Read a headline recently that said
“Coders use time saved by using AI to fix AI errors”
Let that be my 2ct.
edit: in essence this means that everybody who “uses” AI is a willing beta tester for big corporations who are trying desperately to get out of the red numbers with a product that simply isn’t there yet - and won’t be for a long while. Not to speak of all the implications for privacy, intellectual property etc.
AI generated code is a maintenance burden - to say the least.
Often it is not maintainable at all.
Especially in a small ecosystemlike ours with very few developers that is important as no one will be able to pick up maintenance after it inevitably breaks and the original ‘developer’ has left.
Doesn’t it? it would be like libhybris but for qt6->qt5, if you can make it work we wouldn’t need all the optqt5.15/optqt6 efforts, let the ai loose, if it works we’d be golden and all the complaints about old qt would stop, worth a try
One can add as many layers as one wishes; however, the rule of “less is more” is still something that applies…

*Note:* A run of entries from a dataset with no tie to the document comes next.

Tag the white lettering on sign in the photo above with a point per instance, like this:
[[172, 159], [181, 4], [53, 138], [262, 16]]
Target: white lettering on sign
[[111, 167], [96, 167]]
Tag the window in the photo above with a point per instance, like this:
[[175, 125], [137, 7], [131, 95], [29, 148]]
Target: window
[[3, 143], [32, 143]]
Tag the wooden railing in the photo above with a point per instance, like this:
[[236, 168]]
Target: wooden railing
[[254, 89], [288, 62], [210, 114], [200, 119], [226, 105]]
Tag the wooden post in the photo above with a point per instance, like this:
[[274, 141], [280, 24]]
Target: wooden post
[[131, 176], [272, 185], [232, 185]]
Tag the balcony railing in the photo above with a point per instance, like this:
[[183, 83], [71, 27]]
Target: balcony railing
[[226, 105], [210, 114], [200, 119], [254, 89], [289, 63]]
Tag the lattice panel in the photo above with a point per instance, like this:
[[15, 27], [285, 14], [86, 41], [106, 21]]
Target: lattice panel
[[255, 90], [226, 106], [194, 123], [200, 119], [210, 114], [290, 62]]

Also, libhybris is like an automatic clock, built by a clockmaster with years of experience. Whereas a wrapper qt5→qt6 concocted on the fly by some LLM model (tuned on C/C++ and javascript) is like an old seiko digital clock, but that shows the time it wants….and will probably end up written in C#.. /jokes:off
I give you that, it might help as it has a clear input and a clear output; however, at that point one could ask, why have qt as a framework at all? Why not let the AI figure out the best framework (and implement it)? The answer is simple : its not there yet
No, the complaints wouldn’t stop. Who do you think is doing security fixes for Qt 5.6? No one is.
SailfishOS is being presented as privacy focused and sure, it’s private by design, but all the privacy in the world is useless if a script kiddie can abuse a vulnerability that’s been fixed a decade ago.
Sure, having new features from newer Qt would be really nice (and I wish for it every time I have to use the ancient JavaScript flavour in QML), but the real reason we need it is security.